Copyright ©
Mindbreeze GmbH, A-4020 Linz, 06.12.2024.
All rights reserved. All hardware and software names used are trade names and/or trademarks of the respective manufacturers.
These documents are strictly confidential. The transmission and presentation of these documents alone does not establish any rights to our software, our services and service results or other protected rights.
Passing on, publication or duplication is not permitted.
For reasons of easier readability, gender-specific differentiation, e.g. users, is not used. Corresponding terms apply to both genders in the interests of equal treatment.
This document deals with the Mindbreeze Web API for generating chat completions using RAG pipelines.
Generate requests are sent as HTTP POST requests to a client service. The path for Generate requests is the following:
<Client Service>/api/chat/v1beta/generate
A JSON document describing the Generate request is sent in the body of the HTTP request. The structure of this JSON document is described in the section "Request Fields".
Events (stream) sent by the server are also received as a response. The format is described in the chapter "Response Fields".
An OpenAPI specification of the API is also available.

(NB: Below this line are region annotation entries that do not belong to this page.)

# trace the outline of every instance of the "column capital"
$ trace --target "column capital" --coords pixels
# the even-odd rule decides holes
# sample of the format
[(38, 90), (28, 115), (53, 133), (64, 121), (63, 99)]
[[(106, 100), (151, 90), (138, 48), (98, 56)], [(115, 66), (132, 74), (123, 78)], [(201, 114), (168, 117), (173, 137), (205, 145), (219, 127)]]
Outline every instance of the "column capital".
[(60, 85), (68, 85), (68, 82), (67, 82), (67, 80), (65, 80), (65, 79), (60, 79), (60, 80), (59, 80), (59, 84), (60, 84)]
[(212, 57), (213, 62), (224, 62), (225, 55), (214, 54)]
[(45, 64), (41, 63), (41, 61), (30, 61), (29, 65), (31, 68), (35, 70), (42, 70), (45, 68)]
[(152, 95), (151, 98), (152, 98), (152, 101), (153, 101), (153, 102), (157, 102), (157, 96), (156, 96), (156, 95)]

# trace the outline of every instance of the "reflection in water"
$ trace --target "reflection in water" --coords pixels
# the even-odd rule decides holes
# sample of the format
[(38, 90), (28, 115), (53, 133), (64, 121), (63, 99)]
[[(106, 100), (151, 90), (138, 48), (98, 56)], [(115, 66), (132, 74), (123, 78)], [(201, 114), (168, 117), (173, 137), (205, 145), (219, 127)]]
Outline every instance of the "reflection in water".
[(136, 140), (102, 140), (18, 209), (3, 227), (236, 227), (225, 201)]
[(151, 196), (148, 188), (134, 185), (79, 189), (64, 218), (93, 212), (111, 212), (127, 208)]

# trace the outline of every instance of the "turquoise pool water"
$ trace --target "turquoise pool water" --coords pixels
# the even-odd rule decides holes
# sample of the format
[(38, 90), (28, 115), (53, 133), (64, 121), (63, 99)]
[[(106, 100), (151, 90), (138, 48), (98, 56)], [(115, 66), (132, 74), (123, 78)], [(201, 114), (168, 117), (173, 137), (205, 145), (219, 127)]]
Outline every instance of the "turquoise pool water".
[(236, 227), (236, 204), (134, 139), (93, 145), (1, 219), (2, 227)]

More detailed instructions can be found here: OpenAPI Interface Description .
id (optional) | Identifier of the request (optional). This ID is shown in app.telemetry. Type: String |
inputs | Input text for the Generate request. Type: String |
stream | Controls whether the generation is streamed. Default: true Type: Boolean |
model_id | ID of the RAG pipeline to be used. Type: String |
messages | Conversation history (optional). See the chapter messages [List]. |
parameters | Generation parameters (optional). See the chapter parameters. |
prompt_dictionary | Additional values of the prompt template (optional). See the chapter prompt dictionary. |
retrieval_options | Additional search restrictions (optional). See the chapter retrieval_options. |
generation_options | Additional setting options for the generation (optional). For more information, see the chapter generation_options. |
{
"inputs": "Who is the CEO of Mindbreeze?",
"stream": false,
"model_id": "3a0e8612-a24f-4b16-93cc-aa6307d0c62b",
"retrieval_options": {
"constraint": {
"unparsed": "title:management"
}
}
}
The API is stateless. To use the Generate Endpoint for chat applications, a chat history can optionally be specified as a list of messages. The "Use chat history" option must also be activated in the pipeline for this.
from | Sender of the message ("user" or "assistant"). Type: String |
id | Message identifier (optional). Type: String |
content | Text content of the message. Type: String |
content_processed | Completed prompt template with search results (optional). Type: String |
[
{
"from": "user",
"content": "Who is the CEO of Mindbreeze?",
"content_processed": "Given the following extracted parts of ..."
},
{
"from": "assistant",
"content": "Daniel Fallmann is the CEO of Mindbreeze"
}
]
Optionally, the generation parameters of the pipeline used can be overwritten.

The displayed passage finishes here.